Respecting privacy at Basecamp

I spend a lot of time as a data scientist thinking about how to use data responsibly, particularly when it comes to privacy. There’s tremendous value to be found by analyzing data, but the only way the data science field will continue to have data to analyze is if we are responsible in how we use it.

As a company, Basecamp strives to have the respect for user privacy that we’d like in every service we personally use.

I could talk about the things that we do relating to privacy:

We have a plain English privacy policy, and expect to be GDPR compliant by the deadline.
We use encryption for all communications between Basecamp and your browser, and we encrypt our backend services as much as is practical.
When you cancel, we delete your account and all your data.
We purge log data and database backups after 30 days.

But I think our privacy philosophy is better defined by the things that we don’t do.

We don’t access customer accounts unless they ask.

The only time we’ll ever put ourselves into a position to see a customer’s account is if they grant explicit permission to do so as part of a support ticket. We log and audit all such access.

We don’t look at customer identities.

Many companies, especially startups, review every signup manually and reach out to interesting looking customers. I get lots of these emails, and every one leaves me unsettled.

Tons of companies will also use the fact that you signed up as permission to identify you as a customer for marketing purposes. Over the years, I’ve had to ask no fewer than a dozen companies to remove Basecamp from their marketing material.

I find both of these practices to be distasteful. There’s no reason I, or anyone else here, needs to know the names of people who are signing up for Basecamp. It’s unnecessary.

We don’t share customer data.

There are a few aspects to this, but our basic premise is that it’s your data, and not ours, so we shouldn’t be sharing it.

We get lots of people writing us from big companies asking “does anyone else at Acme use Basecamp?” or people asking “can you tell me any companies in our industry that use Basecamp?”. Just like we don’t look at identities ourselves, we also don’t disclose them to people who ask.

We’ll only provide customer data to law enforcement agencies in response to court orders. Unless specifically prohibited from doing so, we’ll always inform the customer of the request.

It should go without saying, but we don’t sell customer lists or any other data to anyone.

We don’t look at identifiable usage data.

To make Basecamp better, we do analyze usage patterns, and we have instrumentation to enable us to do that. This inherently requires us to in some form look at what people are doing when they’re using Basecamp.

Where we draw the line is that we never look at identifiable usage data. Any data that we use for analysis is stripped of all customer provided content (titles, message or comment bodies, file names, etc.), leaving only metadata, and it’s blinded to remove identifiable information like user IDs, IP addresses, etc.

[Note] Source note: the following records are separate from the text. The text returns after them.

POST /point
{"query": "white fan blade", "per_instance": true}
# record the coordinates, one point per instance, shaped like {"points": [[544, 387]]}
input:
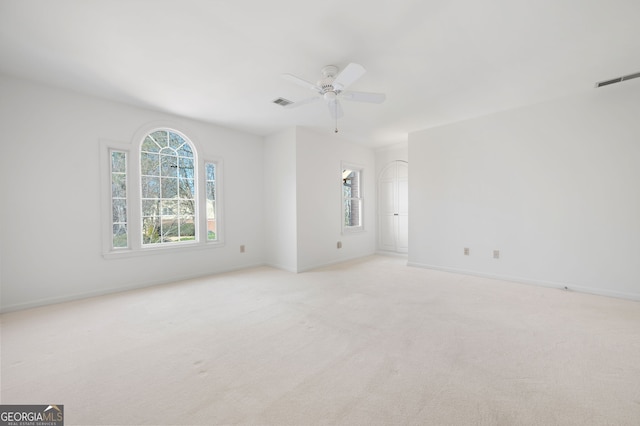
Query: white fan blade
{"points": [[348, 75], [374, 98], [304, 83], [335, 109], [303, 102]]}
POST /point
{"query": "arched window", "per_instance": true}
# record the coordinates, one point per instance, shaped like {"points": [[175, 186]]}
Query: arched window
{"points": [[166, 196], [167, 189]]}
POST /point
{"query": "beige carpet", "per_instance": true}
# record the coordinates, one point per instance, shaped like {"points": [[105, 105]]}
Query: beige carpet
{"points": [[371, 342]]}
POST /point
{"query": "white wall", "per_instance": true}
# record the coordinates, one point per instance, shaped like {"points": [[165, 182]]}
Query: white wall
{"points": [[319, 199], [389, 154], [281, 221], [555, 187], [50, 227]]}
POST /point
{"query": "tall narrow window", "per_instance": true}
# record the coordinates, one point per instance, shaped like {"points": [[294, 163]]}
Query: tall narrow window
{"points": [[168, 204], [211, 201], [119, 234], [352, 198]]}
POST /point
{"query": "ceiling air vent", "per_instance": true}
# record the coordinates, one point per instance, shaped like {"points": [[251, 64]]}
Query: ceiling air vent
{"points": [[282, 102], [618, 79]]}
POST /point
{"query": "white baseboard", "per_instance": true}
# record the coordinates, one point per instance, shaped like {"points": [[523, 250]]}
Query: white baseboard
{"points": [[551, 284], [86, 295]]}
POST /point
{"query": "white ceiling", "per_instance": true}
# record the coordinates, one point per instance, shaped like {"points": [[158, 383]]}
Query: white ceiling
{"points": [[438, 61]]}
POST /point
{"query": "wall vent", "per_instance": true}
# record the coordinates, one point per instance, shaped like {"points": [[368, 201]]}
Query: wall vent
{"points": [[282, 102], [618, 79]]}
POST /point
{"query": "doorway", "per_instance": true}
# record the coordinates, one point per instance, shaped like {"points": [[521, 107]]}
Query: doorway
{"points": [[393, 207]]}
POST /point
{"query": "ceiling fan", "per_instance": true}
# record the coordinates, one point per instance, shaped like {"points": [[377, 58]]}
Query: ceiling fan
{"points": [[331, 87]]}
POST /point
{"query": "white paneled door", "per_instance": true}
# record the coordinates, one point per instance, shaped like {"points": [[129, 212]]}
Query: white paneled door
{"points": [[393, 208]]}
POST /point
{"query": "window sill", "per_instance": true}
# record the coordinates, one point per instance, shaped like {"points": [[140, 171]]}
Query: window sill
{"points": [[151, 251], [353, 230]]}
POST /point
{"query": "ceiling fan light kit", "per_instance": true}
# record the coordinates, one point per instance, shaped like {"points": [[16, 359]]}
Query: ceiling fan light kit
{"points": [[331, 87]]}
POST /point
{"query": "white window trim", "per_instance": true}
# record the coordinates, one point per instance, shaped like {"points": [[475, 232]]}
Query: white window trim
{"points": [[134, 220], [352, 229]]}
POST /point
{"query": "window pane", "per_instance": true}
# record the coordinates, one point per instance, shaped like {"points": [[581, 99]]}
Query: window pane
{"points": [[118, 162], [120, 236], [169, 229], [352, 201], [210, 189], [160, 137], [169, 208], [210, 168], [187, 188], [175, 140], [118, 185], [168, 165], [211, 229], [149, 164], [119, 199], [119, 210], [150, 145], [187, 228], [169, 188], [150, 207], [150, 187], [150, 230], [185, 167], [186, 208], [185, 151]]}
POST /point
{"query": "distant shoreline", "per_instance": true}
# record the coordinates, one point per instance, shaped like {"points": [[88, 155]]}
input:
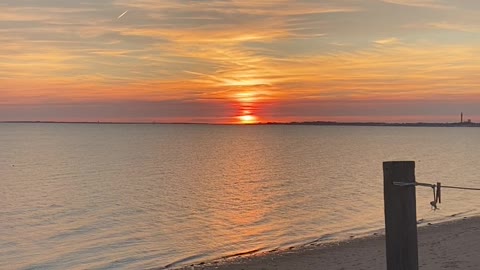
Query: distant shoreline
{"points": [[308, 123]]}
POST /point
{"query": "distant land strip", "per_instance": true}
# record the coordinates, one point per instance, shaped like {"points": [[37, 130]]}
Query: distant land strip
{"points": [[307, 123]]}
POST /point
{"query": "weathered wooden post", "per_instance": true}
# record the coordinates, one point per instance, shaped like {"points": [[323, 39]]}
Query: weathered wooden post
{"points": [[400, 215]]}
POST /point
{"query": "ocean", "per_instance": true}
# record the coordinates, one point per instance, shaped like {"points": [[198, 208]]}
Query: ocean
{"points": [[142, 196]]}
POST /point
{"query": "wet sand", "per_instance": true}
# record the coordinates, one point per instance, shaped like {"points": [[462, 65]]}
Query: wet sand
{"points": [[450, 245]]}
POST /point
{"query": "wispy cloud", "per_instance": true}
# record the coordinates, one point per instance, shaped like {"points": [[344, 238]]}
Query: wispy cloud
{"points": [[229, 51]]}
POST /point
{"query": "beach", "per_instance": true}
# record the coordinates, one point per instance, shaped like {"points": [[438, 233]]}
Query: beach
{"points": [[449, 245]]}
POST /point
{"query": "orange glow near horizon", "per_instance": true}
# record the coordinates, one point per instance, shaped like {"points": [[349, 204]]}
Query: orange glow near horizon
{"points": [[238, 62], [248, 119]]}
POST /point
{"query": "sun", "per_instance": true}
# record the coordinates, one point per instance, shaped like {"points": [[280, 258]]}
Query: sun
{"points": [[247, 119]]}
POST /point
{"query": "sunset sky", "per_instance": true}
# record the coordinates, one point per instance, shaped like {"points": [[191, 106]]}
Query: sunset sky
{"points": [[239, 61]]}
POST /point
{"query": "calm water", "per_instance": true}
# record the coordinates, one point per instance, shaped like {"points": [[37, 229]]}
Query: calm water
{"points": [[144, 196]]}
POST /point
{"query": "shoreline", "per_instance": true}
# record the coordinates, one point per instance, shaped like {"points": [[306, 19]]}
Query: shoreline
{"points": [[452, 244]]}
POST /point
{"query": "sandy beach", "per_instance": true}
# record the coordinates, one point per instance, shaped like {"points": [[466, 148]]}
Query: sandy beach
{"points": [[449, 245]]}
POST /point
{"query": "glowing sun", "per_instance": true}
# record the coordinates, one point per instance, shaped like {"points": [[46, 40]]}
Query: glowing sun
{"points": [[247, 119]]}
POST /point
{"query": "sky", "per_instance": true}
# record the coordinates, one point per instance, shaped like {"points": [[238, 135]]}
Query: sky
{"points": [[239, 61]]}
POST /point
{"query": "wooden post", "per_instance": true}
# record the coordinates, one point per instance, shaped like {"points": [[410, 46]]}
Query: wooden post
{"points": [[400, 215]]}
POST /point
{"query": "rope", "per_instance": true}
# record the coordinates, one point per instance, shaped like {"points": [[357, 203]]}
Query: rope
{"points": [[436, 190], [464, 188]]}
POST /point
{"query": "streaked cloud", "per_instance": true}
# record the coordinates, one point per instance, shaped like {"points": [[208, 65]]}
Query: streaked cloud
{"points": [[281, 59]]}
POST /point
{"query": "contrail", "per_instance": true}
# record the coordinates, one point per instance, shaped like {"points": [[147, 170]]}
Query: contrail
{"points": [[122, 15]]}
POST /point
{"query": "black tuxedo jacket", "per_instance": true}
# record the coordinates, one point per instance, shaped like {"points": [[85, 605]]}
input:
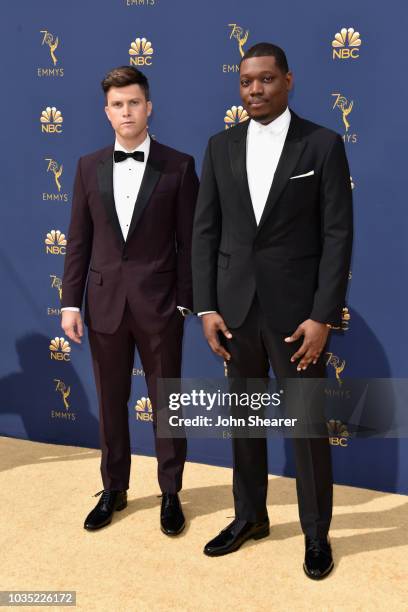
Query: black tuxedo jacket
{"points": [[297, 259], [152, 268]]}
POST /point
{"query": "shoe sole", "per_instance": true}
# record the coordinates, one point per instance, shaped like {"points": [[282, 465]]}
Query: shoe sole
{"points": [[257, 536], [174, 533], [118, 509], [327, 572]]}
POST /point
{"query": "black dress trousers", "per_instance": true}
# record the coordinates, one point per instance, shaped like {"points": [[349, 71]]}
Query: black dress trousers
{"points": [[255, 347]]}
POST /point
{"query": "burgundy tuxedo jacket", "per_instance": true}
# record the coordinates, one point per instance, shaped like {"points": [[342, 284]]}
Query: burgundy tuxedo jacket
{"points": [[152, 267]]}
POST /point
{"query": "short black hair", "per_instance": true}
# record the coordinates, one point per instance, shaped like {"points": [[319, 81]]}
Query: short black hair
{"points": [[125, 75], [268, 49]]}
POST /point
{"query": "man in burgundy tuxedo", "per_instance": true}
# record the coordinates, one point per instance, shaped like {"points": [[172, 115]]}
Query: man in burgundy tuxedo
{"points": [[130, 235]]}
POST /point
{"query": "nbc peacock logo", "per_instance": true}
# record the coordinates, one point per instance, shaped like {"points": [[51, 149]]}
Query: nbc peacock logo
{"points": [[51, 121], [235, 115], [141, 52], [338, 433], [60, 349], [144, 410], [55, 243], [346, 44]]}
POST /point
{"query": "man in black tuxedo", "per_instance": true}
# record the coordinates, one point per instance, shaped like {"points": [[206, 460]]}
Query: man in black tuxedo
{"points": [[130, 238], [271, 252]]}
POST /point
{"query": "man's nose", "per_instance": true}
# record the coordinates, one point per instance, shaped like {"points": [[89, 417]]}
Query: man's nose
{"points": [[256, 88]]}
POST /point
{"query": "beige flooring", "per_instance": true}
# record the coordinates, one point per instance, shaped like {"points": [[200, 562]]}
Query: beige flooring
{"points": [[46, 491]]}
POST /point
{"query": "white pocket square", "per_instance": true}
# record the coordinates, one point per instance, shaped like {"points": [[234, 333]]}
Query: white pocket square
{"points": [[301, 175]]}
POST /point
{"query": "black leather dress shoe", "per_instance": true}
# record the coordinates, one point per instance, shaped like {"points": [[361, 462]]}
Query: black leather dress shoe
{"points": [[101, 515], [172, 520], [318, 558], [234, 535]]}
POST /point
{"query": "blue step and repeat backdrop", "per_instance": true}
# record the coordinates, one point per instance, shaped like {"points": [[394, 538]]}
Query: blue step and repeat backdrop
{"points": [[347, 62]]}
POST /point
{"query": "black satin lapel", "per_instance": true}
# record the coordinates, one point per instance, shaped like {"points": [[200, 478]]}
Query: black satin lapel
{"points": [[237, 151], [291, 152], [150, 179], [105, 183]]}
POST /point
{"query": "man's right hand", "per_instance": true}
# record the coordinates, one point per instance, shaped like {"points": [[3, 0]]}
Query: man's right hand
{"points": [[212, 324], [71, 323]]}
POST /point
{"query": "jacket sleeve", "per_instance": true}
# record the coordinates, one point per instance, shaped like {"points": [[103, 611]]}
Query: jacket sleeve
{"points": [[337, 236], [79, 246], [186, 203], [206, 239]]}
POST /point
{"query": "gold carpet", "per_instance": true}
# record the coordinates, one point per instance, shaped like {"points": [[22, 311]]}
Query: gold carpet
{"points": [[46, 492]]}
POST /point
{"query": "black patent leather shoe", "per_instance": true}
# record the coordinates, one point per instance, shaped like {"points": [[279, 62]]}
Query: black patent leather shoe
{"points": [[101, 515], [172, 521], [234, 535], [318, 558]]}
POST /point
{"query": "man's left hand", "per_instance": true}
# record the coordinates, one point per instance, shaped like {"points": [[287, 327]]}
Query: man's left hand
{"points": [[315, 337]]}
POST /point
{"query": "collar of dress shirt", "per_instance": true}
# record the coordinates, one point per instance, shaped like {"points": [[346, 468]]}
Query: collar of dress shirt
{"points": [[274, 127], [144, 146]]}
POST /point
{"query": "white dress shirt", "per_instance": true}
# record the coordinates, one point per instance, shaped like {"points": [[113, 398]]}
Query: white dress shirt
{"points": [[127, 178], [263, 149]]}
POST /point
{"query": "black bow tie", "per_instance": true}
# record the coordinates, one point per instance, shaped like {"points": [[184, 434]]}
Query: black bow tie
{"points": [[121, 156]]}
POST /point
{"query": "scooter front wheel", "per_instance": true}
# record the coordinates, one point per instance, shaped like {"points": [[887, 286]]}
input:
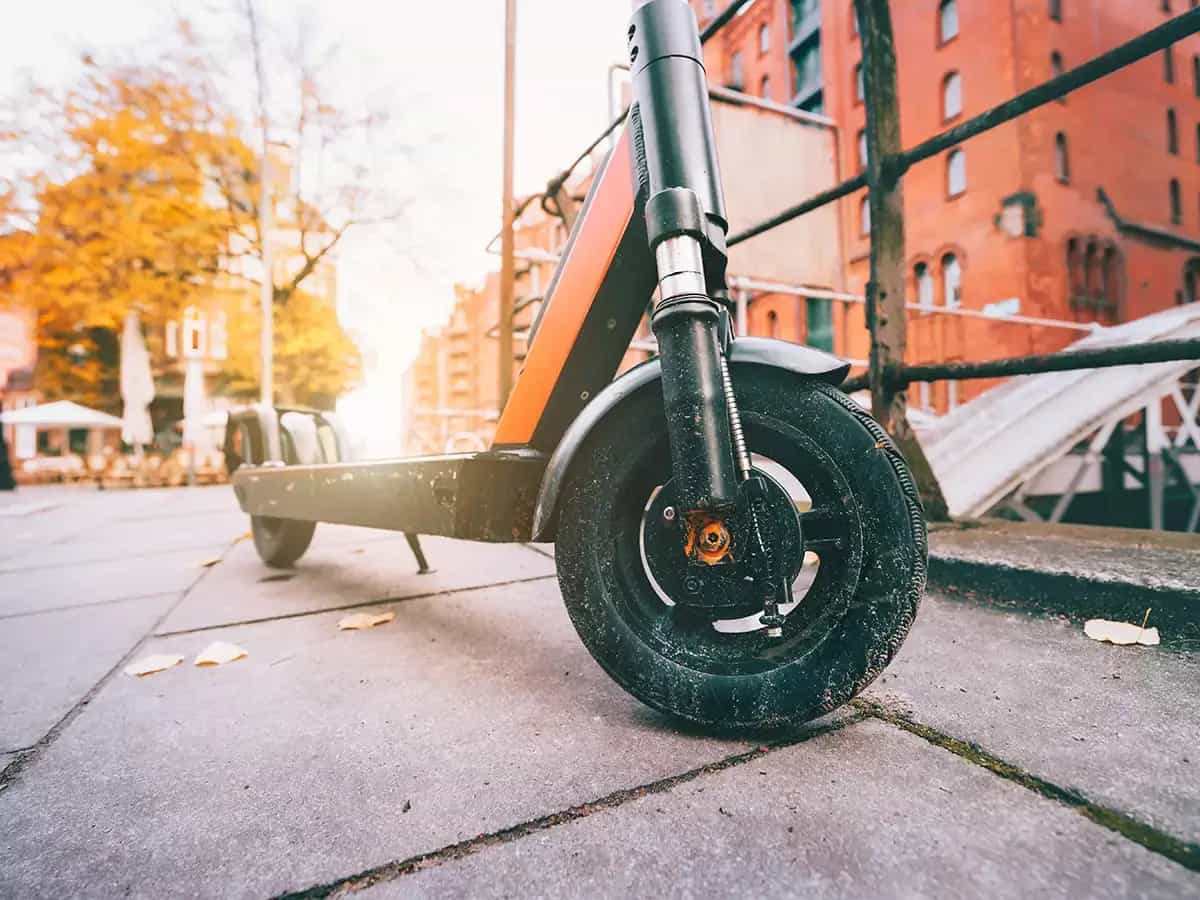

We try to do these things in such a way that it’s impossible for anyone analyzing data to even accidentally have access to anything identifiable.

This choice to never look at any identifiable data (or even be able to) does place minor constraints on the analyses we can perform, but so what? There’s plenty of value left in what we can do. My job might be a little bit harder, but I’m happy to spend the extra effort to be respectful of customers’ privacy.

We don’t send customer data to third party services.

As much as possible, we avoid the user of third party services that require any customer data to pass through them. There are many cases of such tools capturing too much, and we can’t control what happens with data once it reaches them.

There are a few cases where we do use third party services, which I’m happy to disclose:

We use Amazon Web Services and Google Cloud Platform to host some parts of our applications. In those cases, we use available encryption options to prevent the platform provider from having access to the underlying customer data.
We use third party analytics tools (currently Google Analytics and Clicky) on public facing websites only. They capture IP addresses, etc., but are not put in any place where they could capture user provided content.
We use a third party helpdesk tool for answering support cases (HelpScout). This mean that HelpScout has any data that gets sent in a support ticket.
We use third party tools for sending some emails (MailChimp and Customer.io), which have access to customer email addresses and metadata required to know when to send an email. We don’t send any customer provided data to either service.
We use third party CDNs (Akamai and Cloudfront) for serving static assets. Those services have access to IP addresses, etc.

We don’t want you to feel creeped out.

At the end of the day, this is the bottom line. We don’t want to do anything that feels creepy or that we wouldn’t want done with our data.

We know that you’re putting your trust in us when you use Basecamp, and we want to do everything we can to honor and live up to that trust.